Serves 10. Per Serving:

Calories: 100.6 |
Total Fat: 6.4 g |
Total Carbohydrate: 9.8 g |
Dietary Fiber: 0.9 g |
Protein: 1.7 g

Ingredient Highlights

Almond flour is a gluten-free flour made by grinding almonds after the skin has been removed. It’s softer and finer than almond meal which is made by grinding almonds with the skin left on.

Flaxseed meal is made by grinding fresh, whole flaxseeds. For maximum health benefit, grind flaxseeds in a coffee grinder or blender just before using as the oil in flaxseed breaks down quickly.

Pure olive oil is high in nutrients including vitamins D, E, K, and A as well as omega-3 fatty acids. For the highest quality, look for organic extra virgin olive oil in dark glass bottles or tins that has an expiry date.

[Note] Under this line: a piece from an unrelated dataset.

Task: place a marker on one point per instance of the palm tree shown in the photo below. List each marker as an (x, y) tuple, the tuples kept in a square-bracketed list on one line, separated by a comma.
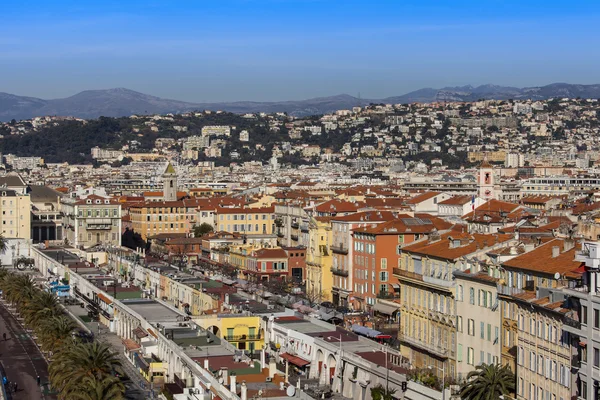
[(56, 333), (104, 388), (82, 360), (488, 382)]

Rice flour can be made at home by grinding dry, uncooked rice into a fine powder using a coffee grinder or high-speed blender.

Rosemary is a powerful herb that helps protect the liver from the toxic effects of chemicals, lowers cortisol levels, and is cytotoxic to many cancer cell lines. Smelling and consuming rosemary has been shown to improve memory and cognitive function.

Tapioca flour is a starch from the cassava (aka Yucca root) that makes an excellent gluten-free thickener. It contains folate, vitamins B and K, and is rich in iron and calcium.


  1. Can you psyllium husk instead of rosemary? I'm not sure I have flax seeds right now but I do have psyllium. Maybe I'll try it.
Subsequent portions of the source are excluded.